Acheter la « justice »

De puissantes entreprises et des groupes d’intérêt de droite s’en prennent aux juges d’État de tout le pays qui ont gouverné de la « mauvaise » façon et qui peuvent être destitués par le biais d’élections. Ce nouveau flot d’argent de campagne crée un système de justice pour le plus offrant, écrivent Bill Moyers et Michael Winship.

Par Bill Moyers et Michael Winship

Lorsque la Ligue nationale de football a mis fin au lock-out des arbitres professionnels et que les arbitres sont revenus pour annoncer les matchs, partout au pays, les joueurs, les supporters, les sponsors et les propriétaires ont poussé un soupir de soulagement. Les fans étaient reconnaissants du retour de juges qualifiés pour maintenir les choses en ordre.

Après le désormais tristement célèbre match Seattle Seahawks-Green Bay Packers, lorsque des appels douteux des arbitres remplaçants ont conduit à une victoire contestée 14-12 des Seahawks, même le gouverneur antisyndical du Wisconsin, Scott Walker, et le candidat à la vice-présidence Paul Ryan, la fierté de Janesville, dans le Wisconsin, est devenue brièvement fan du mouvement syndical, appelant à une paix négociée et ramenant les vrais arbitres sur le terrain.
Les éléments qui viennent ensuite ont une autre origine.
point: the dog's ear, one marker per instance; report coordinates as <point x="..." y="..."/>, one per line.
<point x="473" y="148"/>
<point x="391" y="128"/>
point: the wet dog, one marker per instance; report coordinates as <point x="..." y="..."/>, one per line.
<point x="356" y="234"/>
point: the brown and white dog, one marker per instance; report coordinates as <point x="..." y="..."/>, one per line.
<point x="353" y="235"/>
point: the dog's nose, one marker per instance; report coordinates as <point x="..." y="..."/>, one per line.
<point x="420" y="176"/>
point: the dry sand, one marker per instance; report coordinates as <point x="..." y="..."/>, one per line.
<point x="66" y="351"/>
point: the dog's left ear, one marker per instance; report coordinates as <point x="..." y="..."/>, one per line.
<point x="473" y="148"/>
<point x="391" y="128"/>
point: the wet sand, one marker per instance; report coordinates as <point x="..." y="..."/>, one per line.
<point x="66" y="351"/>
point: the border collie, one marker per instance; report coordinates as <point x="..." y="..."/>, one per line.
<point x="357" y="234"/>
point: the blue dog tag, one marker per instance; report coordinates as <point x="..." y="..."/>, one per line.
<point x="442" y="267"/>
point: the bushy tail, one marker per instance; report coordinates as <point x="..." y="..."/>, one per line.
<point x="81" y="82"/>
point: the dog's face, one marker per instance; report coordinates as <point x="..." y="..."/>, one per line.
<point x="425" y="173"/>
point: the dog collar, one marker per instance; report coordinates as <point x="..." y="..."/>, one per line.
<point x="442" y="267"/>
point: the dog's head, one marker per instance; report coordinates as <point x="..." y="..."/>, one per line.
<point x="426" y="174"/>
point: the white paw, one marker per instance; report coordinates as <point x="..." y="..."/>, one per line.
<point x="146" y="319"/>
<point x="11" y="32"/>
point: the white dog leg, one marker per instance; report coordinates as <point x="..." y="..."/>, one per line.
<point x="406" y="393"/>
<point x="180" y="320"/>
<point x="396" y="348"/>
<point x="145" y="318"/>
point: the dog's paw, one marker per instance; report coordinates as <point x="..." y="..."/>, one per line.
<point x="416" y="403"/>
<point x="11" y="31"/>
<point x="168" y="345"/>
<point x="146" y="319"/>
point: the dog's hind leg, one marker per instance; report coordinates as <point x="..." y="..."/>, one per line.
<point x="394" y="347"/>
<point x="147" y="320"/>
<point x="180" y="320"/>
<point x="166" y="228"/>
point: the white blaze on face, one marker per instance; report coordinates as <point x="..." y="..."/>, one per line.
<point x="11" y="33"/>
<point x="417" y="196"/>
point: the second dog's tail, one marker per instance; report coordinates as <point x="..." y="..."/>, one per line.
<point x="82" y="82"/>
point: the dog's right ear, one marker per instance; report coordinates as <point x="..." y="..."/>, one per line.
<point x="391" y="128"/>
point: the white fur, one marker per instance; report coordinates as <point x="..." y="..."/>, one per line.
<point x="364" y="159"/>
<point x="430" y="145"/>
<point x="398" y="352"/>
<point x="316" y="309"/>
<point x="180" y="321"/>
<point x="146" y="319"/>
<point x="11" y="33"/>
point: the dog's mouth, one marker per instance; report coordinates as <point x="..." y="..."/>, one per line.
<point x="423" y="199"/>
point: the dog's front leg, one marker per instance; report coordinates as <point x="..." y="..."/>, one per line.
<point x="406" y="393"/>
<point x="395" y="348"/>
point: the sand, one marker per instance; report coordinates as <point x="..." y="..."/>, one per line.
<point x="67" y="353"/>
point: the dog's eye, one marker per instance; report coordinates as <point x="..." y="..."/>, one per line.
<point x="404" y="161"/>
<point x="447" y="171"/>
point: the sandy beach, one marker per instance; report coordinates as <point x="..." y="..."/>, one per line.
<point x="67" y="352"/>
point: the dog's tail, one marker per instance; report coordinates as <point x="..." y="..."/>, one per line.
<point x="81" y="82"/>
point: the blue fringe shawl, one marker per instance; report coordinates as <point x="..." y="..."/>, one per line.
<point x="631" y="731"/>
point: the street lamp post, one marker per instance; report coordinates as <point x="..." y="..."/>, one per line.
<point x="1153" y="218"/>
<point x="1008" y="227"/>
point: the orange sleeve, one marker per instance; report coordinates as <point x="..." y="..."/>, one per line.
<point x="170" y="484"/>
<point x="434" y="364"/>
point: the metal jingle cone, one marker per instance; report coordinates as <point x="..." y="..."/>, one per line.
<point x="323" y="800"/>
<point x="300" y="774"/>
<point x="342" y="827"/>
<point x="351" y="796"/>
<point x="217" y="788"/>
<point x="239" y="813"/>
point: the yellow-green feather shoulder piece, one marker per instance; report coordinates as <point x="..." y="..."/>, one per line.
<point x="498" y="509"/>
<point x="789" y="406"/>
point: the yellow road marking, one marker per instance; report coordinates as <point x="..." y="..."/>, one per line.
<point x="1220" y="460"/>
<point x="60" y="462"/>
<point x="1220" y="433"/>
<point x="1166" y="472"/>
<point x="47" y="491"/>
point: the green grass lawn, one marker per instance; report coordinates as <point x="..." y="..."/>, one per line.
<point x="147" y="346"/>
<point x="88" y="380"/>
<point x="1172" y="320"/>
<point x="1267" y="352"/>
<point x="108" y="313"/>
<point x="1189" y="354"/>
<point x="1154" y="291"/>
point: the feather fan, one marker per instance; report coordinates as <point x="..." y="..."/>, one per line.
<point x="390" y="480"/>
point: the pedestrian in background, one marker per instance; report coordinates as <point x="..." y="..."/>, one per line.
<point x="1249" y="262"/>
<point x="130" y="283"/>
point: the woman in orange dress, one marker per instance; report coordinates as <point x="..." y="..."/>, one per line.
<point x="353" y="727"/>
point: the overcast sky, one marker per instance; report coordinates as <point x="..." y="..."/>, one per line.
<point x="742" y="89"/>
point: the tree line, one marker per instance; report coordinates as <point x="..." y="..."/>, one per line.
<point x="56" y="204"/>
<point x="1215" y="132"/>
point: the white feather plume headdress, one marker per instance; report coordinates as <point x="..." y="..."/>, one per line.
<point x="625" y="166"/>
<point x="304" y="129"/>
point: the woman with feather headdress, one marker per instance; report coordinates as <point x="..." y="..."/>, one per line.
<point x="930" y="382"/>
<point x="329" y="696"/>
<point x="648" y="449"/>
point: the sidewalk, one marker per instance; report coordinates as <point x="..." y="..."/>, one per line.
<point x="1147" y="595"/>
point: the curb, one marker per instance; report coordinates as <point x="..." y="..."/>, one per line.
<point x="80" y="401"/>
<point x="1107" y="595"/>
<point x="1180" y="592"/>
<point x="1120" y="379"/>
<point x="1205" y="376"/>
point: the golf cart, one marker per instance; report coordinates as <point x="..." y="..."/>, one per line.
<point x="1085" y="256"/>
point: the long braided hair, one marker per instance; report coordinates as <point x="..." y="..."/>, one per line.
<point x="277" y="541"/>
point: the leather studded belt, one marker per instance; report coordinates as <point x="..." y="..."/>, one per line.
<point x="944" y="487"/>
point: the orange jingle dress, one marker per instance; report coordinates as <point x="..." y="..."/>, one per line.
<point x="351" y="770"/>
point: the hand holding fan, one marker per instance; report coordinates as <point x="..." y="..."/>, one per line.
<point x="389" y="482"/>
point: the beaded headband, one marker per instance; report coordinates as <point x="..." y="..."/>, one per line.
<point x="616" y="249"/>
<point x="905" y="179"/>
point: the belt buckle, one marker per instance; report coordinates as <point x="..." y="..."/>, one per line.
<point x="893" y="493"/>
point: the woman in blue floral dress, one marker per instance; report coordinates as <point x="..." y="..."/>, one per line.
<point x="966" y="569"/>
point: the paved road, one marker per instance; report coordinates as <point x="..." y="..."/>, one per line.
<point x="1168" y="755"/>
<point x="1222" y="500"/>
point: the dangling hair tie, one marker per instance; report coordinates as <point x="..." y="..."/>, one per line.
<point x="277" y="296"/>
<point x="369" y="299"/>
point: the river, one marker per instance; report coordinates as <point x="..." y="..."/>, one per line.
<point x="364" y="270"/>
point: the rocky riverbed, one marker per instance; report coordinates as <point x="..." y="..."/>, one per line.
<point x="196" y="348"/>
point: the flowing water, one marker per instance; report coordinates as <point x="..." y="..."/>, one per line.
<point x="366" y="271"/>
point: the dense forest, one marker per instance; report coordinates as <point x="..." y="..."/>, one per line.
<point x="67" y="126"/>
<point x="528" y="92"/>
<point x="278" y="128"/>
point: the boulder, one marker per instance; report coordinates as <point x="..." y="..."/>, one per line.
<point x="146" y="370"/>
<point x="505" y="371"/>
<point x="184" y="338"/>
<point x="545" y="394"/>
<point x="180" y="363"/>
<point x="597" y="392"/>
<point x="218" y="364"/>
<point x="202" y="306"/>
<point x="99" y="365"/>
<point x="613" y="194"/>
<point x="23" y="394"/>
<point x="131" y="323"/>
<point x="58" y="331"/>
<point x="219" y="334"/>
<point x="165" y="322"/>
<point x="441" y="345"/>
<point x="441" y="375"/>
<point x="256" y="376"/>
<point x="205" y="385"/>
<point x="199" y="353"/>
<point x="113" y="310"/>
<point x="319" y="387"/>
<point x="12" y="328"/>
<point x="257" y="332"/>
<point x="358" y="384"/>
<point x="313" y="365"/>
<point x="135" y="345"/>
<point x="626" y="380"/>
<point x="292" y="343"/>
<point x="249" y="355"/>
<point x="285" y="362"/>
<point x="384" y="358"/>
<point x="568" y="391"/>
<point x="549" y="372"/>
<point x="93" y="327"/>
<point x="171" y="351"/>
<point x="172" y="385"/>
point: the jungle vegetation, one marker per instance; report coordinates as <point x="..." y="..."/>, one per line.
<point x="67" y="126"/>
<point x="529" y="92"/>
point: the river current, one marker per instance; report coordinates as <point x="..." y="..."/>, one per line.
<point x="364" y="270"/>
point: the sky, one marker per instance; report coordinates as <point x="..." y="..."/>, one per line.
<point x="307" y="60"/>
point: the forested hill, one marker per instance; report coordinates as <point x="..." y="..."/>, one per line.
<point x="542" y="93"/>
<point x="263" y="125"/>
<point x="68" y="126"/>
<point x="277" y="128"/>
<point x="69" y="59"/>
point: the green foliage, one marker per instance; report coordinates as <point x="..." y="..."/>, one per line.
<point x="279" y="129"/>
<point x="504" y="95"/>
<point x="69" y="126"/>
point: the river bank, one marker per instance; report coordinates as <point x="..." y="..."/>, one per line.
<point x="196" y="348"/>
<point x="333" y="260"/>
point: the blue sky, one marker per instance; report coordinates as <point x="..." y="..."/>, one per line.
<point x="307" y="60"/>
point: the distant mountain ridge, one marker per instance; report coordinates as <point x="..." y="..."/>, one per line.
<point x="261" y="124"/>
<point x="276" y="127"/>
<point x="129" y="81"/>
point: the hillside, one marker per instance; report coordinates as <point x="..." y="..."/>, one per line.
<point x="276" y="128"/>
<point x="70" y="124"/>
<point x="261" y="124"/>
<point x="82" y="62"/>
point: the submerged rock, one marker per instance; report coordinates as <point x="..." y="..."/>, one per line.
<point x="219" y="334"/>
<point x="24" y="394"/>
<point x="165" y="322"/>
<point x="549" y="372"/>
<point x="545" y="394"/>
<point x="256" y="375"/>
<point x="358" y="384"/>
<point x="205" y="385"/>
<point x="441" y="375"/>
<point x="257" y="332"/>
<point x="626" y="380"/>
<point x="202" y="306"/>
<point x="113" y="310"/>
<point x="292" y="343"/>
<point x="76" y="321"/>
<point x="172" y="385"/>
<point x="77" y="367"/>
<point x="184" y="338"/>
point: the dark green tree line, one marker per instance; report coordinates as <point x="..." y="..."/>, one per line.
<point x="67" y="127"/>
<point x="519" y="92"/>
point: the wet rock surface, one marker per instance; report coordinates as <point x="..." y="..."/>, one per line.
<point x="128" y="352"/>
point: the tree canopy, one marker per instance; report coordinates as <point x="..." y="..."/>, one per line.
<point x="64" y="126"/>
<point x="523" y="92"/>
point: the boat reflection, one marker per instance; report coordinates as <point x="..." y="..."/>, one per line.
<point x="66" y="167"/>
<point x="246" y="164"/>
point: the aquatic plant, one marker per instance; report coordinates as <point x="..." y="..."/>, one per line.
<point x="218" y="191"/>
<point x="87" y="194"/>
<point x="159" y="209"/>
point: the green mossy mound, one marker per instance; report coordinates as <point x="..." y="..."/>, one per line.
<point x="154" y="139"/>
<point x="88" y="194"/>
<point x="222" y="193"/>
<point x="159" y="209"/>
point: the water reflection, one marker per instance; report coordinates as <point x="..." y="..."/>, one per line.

À Baltimore, lorsque les arbitres professionnels sont revenus pour leur premier match de la saison, les supporters leur ont réservé une standing ovation. L’un d’eux brandissait une pancarte : « Enfin ! Nous pouvons crier contre de vrais arbitres ! Content de te revoir!" Alors que les capitaines des Ravens et des Cleveland Browns se rencontraient au centre du terrain pour le tirage au sort, le vétéran officiel Gene Steratore a allumé son microphone et les a salués avec : « Bonsoir, les hommes. Ça fait du bien d'être de retour." Le stade éclata dans un rugissement.

C’était un aperçu révélateur d’une vérité fondamentale du sport américain : sans les gars qui font respecter les règles, tout le reste est inutile. Comme nous l’a rappelé le secondeur des Giants de New York Michael Boley, trop d’appels manqués et ratés mettent « l’intégrité du jeu » en jeu.

Dans le sport, nous choisissons le camp de notre équipe contre votre équipe, mais nous voulons que les arbitres soient compétents et impartiaux. Nous attendons la même chose des juges de nos salles d’audience. Dans quelle mesure l'un d'entre nous peut-il faire confiance à un juge qui a extorqué de l'argent à l'un ou l'autre des justiciables lors d'un procès ou qui doit sa position à la magistrature à une clique partisane manipulant les votes ? Pourtant 38 États élire leurs juges de la Haute Cour et d'importantes sommes d'argent, provenant en grande partie de donateurs secrets, affluent dans bon nombre de ces courses judiciaires.

Une étude réalisée en août par le Center for American Progress rapporte : « Dans les tribunaux des États de notre pays, les intérêts particuliers des entreprises donnent de l’argent aux campagnes des juges qui interprètent la loi d’une manière qui profite à leurs contributeurs plutôt qu’aux citoyens qui cherchent justice…

« Alimentées par l’argent des intérêts industriels et des lobbyistes, les dépenses consacrées aux campagnes judiciaires ont explosé au cours des deux dernières décennies. En 1990, les candidats aux cours suprêmes des États n’avaient collecté qu’environ 3 millions de dollars, mais au milieu des années 1990, les campagnes engrangeaient plus de cinq fois ce montant, alimentées par des courses extrêmement coûteuses en Alabama et au Texas. La course de 2000 a vu les candidats à la Haute Cour récolter plus de 45 millions de dollars.

Quatre-vingt-quinze pour cent des litiges juridiques américains sont réglés devant les tribunaux des États. Le Center for American Progress Report, rédigé par Billy Corriher, a étudié 403 cas dans six États, entre 1992 et 2010, dans lesquels des particuliers ont poursuivi des entreprises. Les États de l'Alabama, du Texas, de l'Ohio, de la Pennsylvanie, de l'Illinois et du Michigan ont reçu le plus d'argent pour la campagne judiciaire au cours de la même période. Dans ces cas, « les tribunaux ont statué en faveur des entreprises dans 71 % des cas ».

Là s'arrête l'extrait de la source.